As on that show, Jay Pharoh has taken over doing Obama, Jason Sudeikis has agreed to stick around to do his Mitt Romney and Joe Biden impressions and Taran Killam has been enlisted to do Paul Ryan.
‘The Office” (NBC, 9 p.m.) returns for its final season with some changes. Mindy Kaling is out (to do her own sitcom) and Jake Lacy and Clark Duke are in.
“Up All Night” (NBC, 8:30 p.m.) returns as well with a new focus – Maya Rudolph’s talk show is canceled and it becomes less of a workplace comedy and more of one entirely focused on the home.
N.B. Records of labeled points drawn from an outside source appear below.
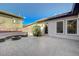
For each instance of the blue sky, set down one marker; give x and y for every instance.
(35, 11)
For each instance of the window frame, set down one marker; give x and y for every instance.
(63, 26)
(66, 26)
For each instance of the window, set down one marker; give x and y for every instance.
(60, 27)
(72, 26)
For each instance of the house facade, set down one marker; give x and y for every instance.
(41, 23)
(65, 25)
(10, 22)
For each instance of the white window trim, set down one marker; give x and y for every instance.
(56, 27)
(66, 26)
“Parks and Recreation” (NBC, 9:30 p.m.) starts the season with a trip to Washington D.C., where several senators and many monuments make cameo appearances.
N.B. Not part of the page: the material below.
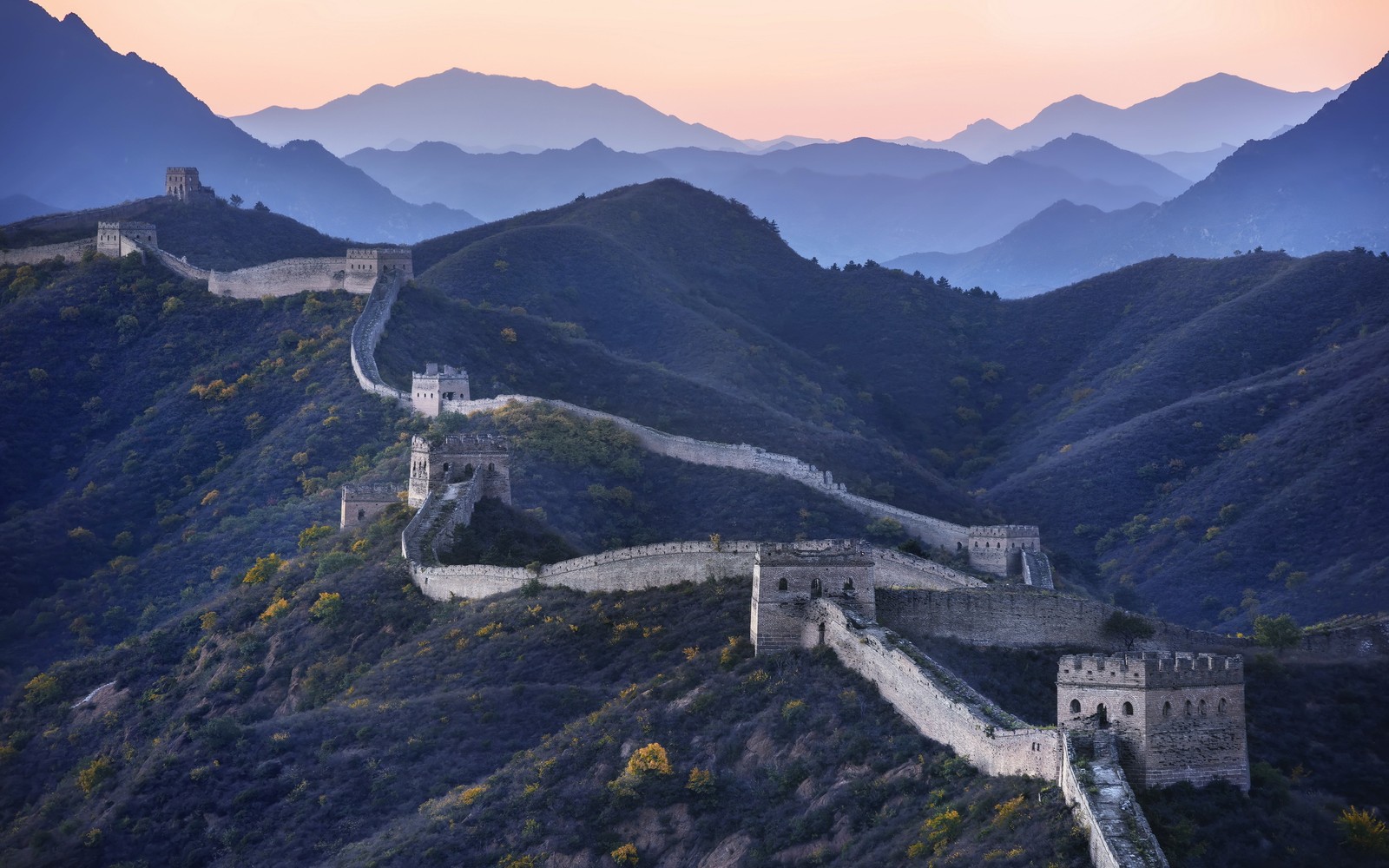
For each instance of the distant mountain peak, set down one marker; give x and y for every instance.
(485, 113)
“Louie” (FX, 10:30 p.m.) ends its remarkable three-part story about a possible job opening at David Letterman’s desk. So far, the caper has attracted such guest stars as Jay Leno, Garry Marshall, David Lynch and Chris Rock.
On a second Britney Spears night on “Glee” (Fox, 9 p.m.), what seemed like a coup the first time around now seems only like a promotional tie-in to the lead-in, “The X Factor” (Fox, 8 p.m.)
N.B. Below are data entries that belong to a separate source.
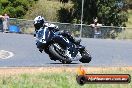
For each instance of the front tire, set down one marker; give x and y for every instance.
(86, 58)
(62, 59)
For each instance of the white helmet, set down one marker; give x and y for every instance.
(38, 22)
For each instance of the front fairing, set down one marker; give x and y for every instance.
(44, 35)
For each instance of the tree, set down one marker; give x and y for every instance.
(15, 8)
(108, 11)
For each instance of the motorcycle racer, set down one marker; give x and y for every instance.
(39, 22)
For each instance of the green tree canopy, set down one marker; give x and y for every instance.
(108, 12)
(15, 8)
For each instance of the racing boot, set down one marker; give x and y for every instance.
(77, 42)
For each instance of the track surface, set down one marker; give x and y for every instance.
(104, 52)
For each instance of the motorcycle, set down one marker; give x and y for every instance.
(59, 47)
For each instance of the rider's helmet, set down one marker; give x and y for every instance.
(38, 22)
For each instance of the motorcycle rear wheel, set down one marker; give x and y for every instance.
(86, 58)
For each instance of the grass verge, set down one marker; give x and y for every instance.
(56, 77)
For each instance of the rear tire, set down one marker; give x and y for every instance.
(86, 58)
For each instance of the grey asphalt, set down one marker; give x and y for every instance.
(104, 52)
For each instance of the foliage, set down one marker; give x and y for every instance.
(109, 12)
(15, 8)
(47, 8)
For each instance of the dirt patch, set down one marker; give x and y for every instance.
(32, 70)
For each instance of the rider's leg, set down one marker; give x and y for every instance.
(70, 37)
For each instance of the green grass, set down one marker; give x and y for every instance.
(55, 80)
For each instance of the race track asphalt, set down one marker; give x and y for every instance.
(104, 52)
The Chicago teachers’ strike is over, but possibly as part of the agreement, several teachers get humiliated on “Wipeout” (ABC, 8 p.m.).
Among singing reality shows with celebrities that will almost certainly be cancelled, this one is “The Next” (The CW, 9 p.m.).
Weird to think that we’ll soon see the “Beekman Boys” (Cooking, 10 p.m.) twice a week – on this show, which moved to a new network, and then next Sunday on “The Amazing Race.”
Nearly two dozen short films show tonight as part of the month-long Thursday night retrospective of Mack Sennett that begins with “Hearts and Flowers” (TCM, 8 p.m.).
It’s Giants at Panthers (NFL, 8 p.m.) in NFL action and Brigham Young at Boise State (ESPN, 9 p.m.).
Kelly & Michael: Jake Gyllenhaal, Archie Panjabi, Austin Mahone. Katie Couric: Sharon & Lexie Love. The View: Dr. Mehmet Oz, Cloris Leachman, Apolo Anton Ohno & Karina Smirnoff. The Talk: Michael Urie, David Krumholtz, Iyanla Vanzant. Ellen DeGeneres: Amy Poehler, Ricky Gervais.
David Letterman: Nathan Lane, Ryan Hunter-Reay, the Killers. Jay Leno: Viola Davis, Paul Wesley, Bonnie Raitt. Jimmy Kimmel: Britney Spears, Simon Cowell, Slightly Stoopid (rerun). Jimmy Fallon: Piers Morgan, Michael Pena, Joshua Topolsky, Danny! Craig Ferguson: Nikki Reed, Mitch Albom. Tavis Smiley: Richard Gere. Carson Daly: Deadmau5, Jamestown Revival, Walk the Moon (rerun). Jon Stewart: Bill Clinton. Stephen Colbert: Errol Morris. Conan O’Brien: Ricky Gervais, Tig Notaro,, Frank Turner. Chelsea Handler: Alyson Hannigan, Chris Franjola, Arden Smyrin, Matt Braunger.